Find: (a) \(\bar{x}\) (b) Margin of error (c) \(t_{\alpha/2}\) (d) Standard error (e) Sample SD

mean <- (22.50 + 23.70)/2        # 23.10
ME <- (23.70 - 22.50)/2          # 0.60
t <- qt(0.975, df=48)            # 2.010
SE <- ME / t                     # 0.2985
s <- SE * sqrt(49)               # 2.09
mean; ME; t; SE; s

Exercise 7

Find the P-value for the given sample sizes and test statistics:

\(n=24\), \(T=2.315\), right-tailed
\(n=16\), \(T=-1.60\), left-tailed
\(n=24\), \(T=2.315\), two-tailed
\(n=16\), \(T=-1.60\), two-tailed

# a
1 - pt(2.315, df=23)     # 0.0159
# b
pt(-1.60, df=15)         # 0.0653
# c
2*(1 - pt(2.315, df=23)) # 0.0318
# d
2*pt(-1.60, df=15)       # 0.1306

Case	Tail	P-value	Decision (\(\alpha=0.05\))
(a)	Right	0.0159	Reject \(H_0\)
(b)	Left	0.0653	Fail to reject \(H_0\)
(c)	Two	0.0318	Reject \(H_0\)
(d)	Two	0.1306	Fail to reject \(H_0\)

Exercise 8

A random sample of 25 Seattle residents reported their daily coffee intake:

\[ n = 25, \quad \bar{x} = 2.7, \quad s = 0.9 \]

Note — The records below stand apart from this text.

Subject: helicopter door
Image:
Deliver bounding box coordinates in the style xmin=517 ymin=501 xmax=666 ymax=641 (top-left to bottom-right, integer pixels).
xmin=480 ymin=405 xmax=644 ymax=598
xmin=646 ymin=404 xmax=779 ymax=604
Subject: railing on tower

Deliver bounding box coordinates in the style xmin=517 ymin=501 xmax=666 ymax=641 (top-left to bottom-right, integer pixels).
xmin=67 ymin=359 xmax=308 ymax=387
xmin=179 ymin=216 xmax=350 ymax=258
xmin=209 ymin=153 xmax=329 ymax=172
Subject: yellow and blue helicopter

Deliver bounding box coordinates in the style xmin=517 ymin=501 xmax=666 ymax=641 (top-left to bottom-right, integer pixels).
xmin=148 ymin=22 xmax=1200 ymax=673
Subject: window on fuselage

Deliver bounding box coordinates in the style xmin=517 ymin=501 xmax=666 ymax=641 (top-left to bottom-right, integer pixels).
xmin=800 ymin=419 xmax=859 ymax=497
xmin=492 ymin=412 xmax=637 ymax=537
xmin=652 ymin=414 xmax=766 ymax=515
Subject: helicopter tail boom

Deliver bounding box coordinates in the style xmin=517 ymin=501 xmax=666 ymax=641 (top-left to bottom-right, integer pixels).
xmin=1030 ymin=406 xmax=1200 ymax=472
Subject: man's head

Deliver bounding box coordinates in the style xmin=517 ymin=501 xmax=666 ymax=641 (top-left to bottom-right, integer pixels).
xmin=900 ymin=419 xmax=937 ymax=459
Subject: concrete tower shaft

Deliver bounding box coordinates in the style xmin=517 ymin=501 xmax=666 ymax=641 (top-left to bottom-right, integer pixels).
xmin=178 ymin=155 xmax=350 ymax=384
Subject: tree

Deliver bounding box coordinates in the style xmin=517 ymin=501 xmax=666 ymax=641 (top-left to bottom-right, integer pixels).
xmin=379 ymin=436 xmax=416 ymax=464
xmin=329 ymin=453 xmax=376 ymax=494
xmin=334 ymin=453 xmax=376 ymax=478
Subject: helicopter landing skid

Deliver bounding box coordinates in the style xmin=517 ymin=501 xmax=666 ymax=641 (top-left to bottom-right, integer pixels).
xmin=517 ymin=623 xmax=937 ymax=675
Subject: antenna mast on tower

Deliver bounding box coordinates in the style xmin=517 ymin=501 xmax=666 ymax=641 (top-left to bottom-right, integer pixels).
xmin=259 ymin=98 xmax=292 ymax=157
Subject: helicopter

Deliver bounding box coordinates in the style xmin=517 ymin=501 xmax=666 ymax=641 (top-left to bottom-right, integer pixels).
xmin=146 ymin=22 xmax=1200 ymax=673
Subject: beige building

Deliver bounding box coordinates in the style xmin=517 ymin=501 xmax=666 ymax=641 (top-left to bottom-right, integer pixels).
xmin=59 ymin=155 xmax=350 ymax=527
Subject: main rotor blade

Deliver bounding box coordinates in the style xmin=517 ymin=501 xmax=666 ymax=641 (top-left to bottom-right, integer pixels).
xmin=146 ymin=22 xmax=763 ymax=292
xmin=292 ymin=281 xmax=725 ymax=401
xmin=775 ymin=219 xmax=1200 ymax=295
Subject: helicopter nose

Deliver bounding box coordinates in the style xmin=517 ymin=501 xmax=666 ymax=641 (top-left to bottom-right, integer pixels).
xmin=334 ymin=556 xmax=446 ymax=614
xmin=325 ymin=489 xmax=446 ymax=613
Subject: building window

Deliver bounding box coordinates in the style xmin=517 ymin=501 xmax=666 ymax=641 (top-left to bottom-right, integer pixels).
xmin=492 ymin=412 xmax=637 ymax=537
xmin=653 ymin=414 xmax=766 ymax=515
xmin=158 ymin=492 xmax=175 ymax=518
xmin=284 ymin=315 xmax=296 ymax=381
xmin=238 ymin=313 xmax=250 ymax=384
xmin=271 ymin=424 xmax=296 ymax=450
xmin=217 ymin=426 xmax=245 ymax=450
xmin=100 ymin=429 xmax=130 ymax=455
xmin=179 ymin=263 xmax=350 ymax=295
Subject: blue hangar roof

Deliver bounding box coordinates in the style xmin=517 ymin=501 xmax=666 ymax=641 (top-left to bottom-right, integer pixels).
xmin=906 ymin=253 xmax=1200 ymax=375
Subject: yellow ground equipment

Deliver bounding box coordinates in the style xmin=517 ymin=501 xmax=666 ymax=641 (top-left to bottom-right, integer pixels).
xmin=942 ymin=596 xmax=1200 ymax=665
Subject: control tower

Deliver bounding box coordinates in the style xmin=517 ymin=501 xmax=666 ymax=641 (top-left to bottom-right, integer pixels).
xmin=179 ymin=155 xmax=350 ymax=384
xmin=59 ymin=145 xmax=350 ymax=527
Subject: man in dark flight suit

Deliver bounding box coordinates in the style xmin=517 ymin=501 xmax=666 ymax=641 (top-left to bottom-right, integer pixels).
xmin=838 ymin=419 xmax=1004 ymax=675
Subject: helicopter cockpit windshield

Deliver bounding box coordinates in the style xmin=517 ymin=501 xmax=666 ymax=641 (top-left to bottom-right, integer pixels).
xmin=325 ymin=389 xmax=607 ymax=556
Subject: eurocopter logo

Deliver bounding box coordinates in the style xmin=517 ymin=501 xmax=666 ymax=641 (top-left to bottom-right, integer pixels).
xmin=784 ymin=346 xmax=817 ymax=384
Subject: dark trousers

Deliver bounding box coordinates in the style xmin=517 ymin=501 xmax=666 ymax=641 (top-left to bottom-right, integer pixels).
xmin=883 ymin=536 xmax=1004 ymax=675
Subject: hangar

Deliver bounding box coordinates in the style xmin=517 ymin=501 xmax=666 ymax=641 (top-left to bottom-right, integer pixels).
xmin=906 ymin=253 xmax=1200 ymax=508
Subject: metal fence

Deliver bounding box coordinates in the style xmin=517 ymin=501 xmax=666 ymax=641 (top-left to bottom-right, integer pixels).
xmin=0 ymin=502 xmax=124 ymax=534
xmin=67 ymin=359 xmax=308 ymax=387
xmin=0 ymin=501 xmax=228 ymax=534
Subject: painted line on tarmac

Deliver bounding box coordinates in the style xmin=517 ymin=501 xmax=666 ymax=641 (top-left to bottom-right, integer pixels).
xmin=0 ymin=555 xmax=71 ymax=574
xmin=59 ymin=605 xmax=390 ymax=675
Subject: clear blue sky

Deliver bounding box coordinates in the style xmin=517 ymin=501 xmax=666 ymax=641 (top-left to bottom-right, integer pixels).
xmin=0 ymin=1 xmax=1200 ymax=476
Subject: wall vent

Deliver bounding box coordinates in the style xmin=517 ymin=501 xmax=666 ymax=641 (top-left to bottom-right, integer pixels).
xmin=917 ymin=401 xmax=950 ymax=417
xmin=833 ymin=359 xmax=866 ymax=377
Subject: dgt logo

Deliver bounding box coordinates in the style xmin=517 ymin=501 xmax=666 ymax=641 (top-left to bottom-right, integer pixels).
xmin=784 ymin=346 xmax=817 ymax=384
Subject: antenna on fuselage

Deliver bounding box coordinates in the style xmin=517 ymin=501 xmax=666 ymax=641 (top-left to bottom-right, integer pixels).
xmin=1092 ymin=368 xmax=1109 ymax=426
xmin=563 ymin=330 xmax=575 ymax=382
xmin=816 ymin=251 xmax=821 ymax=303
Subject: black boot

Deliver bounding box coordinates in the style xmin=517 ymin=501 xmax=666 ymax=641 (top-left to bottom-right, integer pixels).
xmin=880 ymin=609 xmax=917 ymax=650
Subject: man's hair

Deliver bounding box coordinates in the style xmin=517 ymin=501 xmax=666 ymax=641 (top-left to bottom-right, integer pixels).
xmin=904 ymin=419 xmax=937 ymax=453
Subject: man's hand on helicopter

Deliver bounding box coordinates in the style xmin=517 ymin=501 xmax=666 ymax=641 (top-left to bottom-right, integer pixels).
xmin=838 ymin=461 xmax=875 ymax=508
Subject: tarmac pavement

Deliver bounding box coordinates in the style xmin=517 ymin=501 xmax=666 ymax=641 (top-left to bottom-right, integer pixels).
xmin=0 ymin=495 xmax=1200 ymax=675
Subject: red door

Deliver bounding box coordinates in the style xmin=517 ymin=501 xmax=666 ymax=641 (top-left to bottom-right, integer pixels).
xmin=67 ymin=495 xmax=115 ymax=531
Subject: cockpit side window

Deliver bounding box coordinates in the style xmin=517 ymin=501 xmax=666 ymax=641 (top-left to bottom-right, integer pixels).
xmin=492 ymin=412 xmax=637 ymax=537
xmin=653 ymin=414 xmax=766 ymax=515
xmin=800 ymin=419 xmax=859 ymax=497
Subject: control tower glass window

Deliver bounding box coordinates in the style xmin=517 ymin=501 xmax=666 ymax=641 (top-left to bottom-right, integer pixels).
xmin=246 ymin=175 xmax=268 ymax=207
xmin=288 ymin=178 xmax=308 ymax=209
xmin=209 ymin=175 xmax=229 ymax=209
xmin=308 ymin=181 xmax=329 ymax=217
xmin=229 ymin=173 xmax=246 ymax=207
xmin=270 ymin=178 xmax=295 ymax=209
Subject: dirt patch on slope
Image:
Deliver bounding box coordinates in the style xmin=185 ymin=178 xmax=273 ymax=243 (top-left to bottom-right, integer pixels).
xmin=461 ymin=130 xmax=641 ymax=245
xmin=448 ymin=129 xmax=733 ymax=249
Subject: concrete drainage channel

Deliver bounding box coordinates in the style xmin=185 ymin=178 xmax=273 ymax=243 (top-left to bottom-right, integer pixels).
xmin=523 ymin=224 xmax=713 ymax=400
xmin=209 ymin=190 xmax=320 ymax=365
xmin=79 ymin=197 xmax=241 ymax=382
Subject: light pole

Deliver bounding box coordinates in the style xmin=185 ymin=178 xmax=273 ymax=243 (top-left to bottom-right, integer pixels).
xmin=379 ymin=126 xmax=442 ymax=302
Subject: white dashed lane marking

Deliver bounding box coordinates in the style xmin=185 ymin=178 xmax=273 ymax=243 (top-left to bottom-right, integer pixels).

A nutritionist claims that Seattle residents drink more than 2 cups per day on average.
Is the result statistically significant?

Follow the steps to conduct the hypothesis test.

Write the hypotheses

\[ H_0: \mu = 2 \\ H_a: \mu > 2 \]

Calculate the test statistic

\[ T = \frac{\bar{x} - \mu_0}{s / \sqrt{n}} = \frac{2.7 - 2}{0.9 / \sqrt{25}} = \frac{0.7}{0.18} = 3.89 \]

(c) Compute the P-value and draw a picture

1 - pt(3.89, df = 24)
# [1] 0.00035

Conclusion (using \(\alpha = 0.05\))

Since \(P < 0.05\), we reject \(H_0\). There is strong evidence that Seattle residents drink more than 2 cups of coffee per day on average.

Confidence interval interpretation

A 90% confidence interval corresponding to this hypothesis test would not include 2, which supports the conclusion from the hypothesis test.